キース様をお味見よ?
結局我が家のお兄様方が凄腕のダリアとリリーに叶うわけもなく、私とキース様は二人きりの早駆けデートに解放されたわ。
ふふふ、さぁキース様を味見しちゃいましょう。
キース様の見事なエスコートぶりで、乗馬を楽しんだわ。ほんと、湖畔は素敵なところね?
私は大きく息を吐き出すと少し疲れたフリで、休憩を強請ったわ。キース様は優しく微笑むと先に馬を降りて、私が降りるのを手伝ってくれましたの。
私はキース様の手を取ると、キース様に抱きつきながら胸元を押し付けてゆっくり馬から滑り降りました。キース様の首元から立ち上る香りは柑橘の良い香りで、なかなかの合格点だったわ。私が地面に足を着けてもキース様は私を腕から離して下さらないの。何て上手くいったのかしら!
「…キース様?」
私は口を小さく開けてキース様を見上げました。キース様は少し迷っているご様子でしたわ。ここは私が背中を押して差し上げないといけないみたいね?
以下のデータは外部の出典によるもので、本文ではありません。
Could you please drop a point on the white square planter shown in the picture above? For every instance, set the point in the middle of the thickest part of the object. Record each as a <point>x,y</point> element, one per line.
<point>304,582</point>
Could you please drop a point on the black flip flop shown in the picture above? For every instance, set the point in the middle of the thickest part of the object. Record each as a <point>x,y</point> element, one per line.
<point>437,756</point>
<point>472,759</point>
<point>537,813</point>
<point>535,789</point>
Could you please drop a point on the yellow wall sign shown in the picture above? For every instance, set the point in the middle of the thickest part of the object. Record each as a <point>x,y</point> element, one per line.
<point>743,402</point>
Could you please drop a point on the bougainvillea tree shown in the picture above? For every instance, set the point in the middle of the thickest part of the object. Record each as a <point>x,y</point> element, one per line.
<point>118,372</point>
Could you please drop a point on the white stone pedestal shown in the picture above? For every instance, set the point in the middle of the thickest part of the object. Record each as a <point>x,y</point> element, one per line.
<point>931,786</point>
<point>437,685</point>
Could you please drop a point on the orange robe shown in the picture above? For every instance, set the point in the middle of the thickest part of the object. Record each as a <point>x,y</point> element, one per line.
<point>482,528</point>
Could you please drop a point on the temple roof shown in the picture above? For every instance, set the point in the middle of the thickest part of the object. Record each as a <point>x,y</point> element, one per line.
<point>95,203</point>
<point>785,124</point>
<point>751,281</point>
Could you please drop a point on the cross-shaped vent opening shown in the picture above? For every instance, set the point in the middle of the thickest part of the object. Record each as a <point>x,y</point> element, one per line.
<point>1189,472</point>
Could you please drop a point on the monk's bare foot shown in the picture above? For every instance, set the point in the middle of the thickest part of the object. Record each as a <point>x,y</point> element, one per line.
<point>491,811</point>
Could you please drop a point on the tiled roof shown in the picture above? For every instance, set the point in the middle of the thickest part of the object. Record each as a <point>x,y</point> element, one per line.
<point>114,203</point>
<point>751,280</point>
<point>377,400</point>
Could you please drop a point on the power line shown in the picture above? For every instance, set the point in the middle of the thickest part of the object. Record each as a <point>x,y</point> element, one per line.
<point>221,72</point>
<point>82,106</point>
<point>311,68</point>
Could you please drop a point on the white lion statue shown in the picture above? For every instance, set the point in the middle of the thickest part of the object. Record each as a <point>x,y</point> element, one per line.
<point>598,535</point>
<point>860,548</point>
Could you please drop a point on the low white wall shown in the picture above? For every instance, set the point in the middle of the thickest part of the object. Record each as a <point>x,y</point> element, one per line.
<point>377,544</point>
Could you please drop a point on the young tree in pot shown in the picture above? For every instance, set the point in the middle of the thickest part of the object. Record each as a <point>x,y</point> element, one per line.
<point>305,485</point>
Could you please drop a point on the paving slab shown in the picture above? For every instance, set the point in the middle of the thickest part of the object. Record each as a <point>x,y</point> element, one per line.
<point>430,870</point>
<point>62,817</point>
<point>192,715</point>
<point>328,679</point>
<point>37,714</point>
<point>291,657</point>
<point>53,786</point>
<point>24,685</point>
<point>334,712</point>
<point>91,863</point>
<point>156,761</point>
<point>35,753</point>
「ふふふ。キース様は私のこと、小さな女の子の様に思ってらっしゃるのね?私はもう大人ですもの、ちゃんと馬からも降りれましてよ?」
「…君を小さな女の子なんて思うはずがない。アンナマリー、君はとても魅力的だ。もうすぐデビューするほどだ。君は輝いてるよ。」
そう甘く囁くと、わたくしの唇にそっと口づけたの。私は前世ぶりの異性との口づけにすっか嬉しくなってしまって、思わずおねだりしてしまったの。
「…素敵。デビューしたらうっとりする様な口づけをしてもらえるってお姉様方がおっしゃってたけれど、本当だったわ…。」
そう言って閉じた目を音が鳴るくらいゆっくりと目を開けたの。目の前にはさっきとは違う、濃い緑色になった瞳でわたくしを見つめたキース様が言ったの。
「…アンナマリー、私が君に本当に蕩けるような口づけをしてあげるよ。」
そう言うと、さっきの礼儀正しい口づけとは違う、欲望の滲み出るような口づけをしてきたわ。キース様の舌が私の唇の隙間を何度も撫でさすって、私は思わずねだるように口を開いてしまった。私の舌を軽く吸い上げて、粘膜を撫でさするものだから、ゾクゾクと背中に痺れる快感を感じて…。
私の甘いため息はキース様に呑み込まれて、わたくしはキース様の腕に縋りついて、蕩けるような甘い口づけを受け取ったの。誰かが近づく気配がして、キース様はわたくしをそっと抱きしめると、赤らんだ顔でわたくしを見つめて言ったわ。